Black hole spin estimation of XTE J2012+381 using simultaneous observations of Swift/XRT and NuSTAR

TL;DR

This study measures the spin and mass of the black hole candidate XTE J2012+381 using broadband X-ray spectral analysis from Swift/XRT and NuSTAR, applying relativistic reflection models and continuum-fitting methods.

Contribution

It provides the first simultaneous broadband spectral analysis of XTE J2012+381 to estimate its black hole spin and mass using multiple models and methods.

Findings

Black hole spin estimated around 0.88-0.89.

Black hole mass estimated around 8 solar masses.

High disk density and supersolar iron abundance inferred.

Abstract

A sufficiently precise measurement of black hole spin is required to carry out quantitative tests of the Kerr metric and to understand several phenomena related to astrophysical black holes. After 24 years, XTE J2012+381 again underwent an outburst in December 2022. In this work, we focused on the measurement of spin and mass of black hole candidate XTE J2012+381 using broadband spectral analysis of X-ray data from \emph{Swift/XRT} and \emph{NuSTAR}. By using the relxillCp model, the spin and inclination of the source were found to be $0.883_{-0.061}^{+0.033}$ and $46.2_{-2.0}^{+3.7}$ degrees, respectively for high disk density ($i.e.\;10^{20}\;\mathrm{cm}^{-3}$). We further test our results for lamp post geometry using the relxilllpCp model. The spin and inclination of the source were found to be $0.892_{-0.044}^{+0.020}$ and $43.1_{-1.2}^{+1.4}$ degrees, respectively.

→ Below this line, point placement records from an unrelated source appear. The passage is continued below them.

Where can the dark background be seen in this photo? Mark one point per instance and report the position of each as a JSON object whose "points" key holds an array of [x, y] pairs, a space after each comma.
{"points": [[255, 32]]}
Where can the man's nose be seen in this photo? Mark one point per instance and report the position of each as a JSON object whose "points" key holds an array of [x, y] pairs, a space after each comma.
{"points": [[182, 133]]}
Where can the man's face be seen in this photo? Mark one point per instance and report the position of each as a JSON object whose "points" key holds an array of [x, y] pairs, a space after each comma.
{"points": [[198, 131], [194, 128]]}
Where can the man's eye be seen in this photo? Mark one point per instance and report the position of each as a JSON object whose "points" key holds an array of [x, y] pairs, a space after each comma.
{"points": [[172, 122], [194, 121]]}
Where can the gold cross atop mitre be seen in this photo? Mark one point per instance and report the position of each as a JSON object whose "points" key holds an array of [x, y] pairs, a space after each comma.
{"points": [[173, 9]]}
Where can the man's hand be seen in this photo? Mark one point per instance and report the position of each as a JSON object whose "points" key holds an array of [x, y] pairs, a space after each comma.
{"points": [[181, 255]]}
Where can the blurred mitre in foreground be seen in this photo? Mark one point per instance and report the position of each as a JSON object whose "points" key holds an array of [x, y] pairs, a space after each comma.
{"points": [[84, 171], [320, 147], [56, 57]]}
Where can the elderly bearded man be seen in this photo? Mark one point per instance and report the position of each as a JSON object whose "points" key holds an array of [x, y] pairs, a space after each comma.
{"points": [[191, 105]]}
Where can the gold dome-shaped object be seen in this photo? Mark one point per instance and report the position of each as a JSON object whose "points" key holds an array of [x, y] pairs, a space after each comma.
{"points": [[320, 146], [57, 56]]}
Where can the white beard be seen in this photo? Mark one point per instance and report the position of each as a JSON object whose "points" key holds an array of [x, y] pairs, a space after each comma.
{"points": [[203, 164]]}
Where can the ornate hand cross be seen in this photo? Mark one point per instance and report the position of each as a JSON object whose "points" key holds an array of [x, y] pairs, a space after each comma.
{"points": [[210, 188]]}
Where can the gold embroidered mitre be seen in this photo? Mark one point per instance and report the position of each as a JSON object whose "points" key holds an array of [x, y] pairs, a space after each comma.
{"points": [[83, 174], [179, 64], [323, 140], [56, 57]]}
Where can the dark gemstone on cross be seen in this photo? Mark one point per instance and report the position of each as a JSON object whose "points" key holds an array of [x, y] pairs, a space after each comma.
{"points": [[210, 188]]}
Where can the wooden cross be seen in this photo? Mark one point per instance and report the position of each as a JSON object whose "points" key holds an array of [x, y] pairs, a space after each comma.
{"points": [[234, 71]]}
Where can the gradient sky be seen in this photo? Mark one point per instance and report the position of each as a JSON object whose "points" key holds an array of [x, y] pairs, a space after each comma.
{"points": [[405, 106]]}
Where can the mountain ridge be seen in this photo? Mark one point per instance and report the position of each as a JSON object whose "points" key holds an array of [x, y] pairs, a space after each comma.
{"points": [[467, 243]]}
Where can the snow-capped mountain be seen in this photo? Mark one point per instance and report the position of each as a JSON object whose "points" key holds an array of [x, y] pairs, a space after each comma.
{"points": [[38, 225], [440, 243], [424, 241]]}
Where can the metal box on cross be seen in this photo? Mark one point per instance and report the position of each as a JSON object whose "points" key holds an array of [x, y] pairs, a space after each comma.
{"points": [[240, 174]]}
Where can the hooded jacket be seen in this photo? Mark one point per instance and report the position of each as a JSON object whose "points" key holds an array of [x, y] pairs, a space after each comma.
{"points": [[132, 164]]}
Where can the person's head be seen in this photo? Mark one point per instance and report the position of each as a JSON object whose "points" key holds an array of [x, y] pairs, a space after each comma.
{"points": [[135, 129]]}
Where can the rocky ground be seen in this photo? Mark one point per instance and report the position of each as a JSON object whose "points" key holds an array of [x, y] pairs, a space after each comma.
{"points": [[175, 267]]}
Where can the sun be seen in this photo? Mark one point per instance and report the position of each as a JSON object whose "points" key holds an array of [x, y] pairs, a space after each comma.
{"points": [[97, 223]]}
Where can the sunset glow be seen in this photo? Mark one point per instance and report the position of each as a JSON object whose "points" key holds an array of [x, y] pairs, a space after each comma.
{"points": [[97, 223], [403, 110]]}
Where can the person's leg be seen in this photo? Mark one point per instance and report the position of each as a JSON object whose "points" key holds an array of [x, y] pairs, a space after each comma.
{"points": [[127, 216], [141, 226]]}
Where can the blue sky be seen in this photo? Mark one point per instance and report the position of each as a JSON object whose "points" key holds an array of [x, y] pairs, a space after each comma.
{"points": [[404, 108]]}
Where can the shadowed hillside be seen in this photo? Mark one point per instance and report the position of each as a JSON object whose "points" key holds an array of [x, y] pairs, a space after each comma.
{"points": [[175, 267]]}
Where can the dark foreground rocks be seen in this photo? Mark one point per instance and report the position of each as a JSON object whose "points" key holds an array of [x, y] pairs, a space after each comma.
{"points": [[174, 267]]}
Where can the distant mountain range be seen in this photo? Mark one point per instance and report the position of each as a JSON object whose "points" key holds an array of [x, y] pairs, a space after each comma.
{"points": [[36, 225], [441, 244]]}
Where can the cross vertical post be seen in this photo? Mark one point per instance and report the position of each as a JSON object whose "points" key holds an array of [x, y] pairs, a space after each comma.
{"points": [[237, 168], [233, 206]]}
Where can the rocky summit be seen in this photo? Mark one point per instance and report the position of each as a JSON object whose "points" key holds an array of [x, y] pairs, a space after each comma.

Then "continuum-fitting" method was used for the soft state to estimate the mass of BH and found to be $7.95_{-3.25}^{+7.65}\;\mathrm{M}_{\odot}$ and $7.48_{-2.75}^{+5.80}\;\mathrm{M}_{\odot}$ for the spin and inclination estimated from the relxillCp and relxilllpCp model respectively. We used a distance of 5.4 kpc as measured by Gaia using the parallax method. This study also addresses the issue of supersolar iron abundance in XTE J2012+381 by using \texttt{reflionx} based reflection model and found high disk density for the source.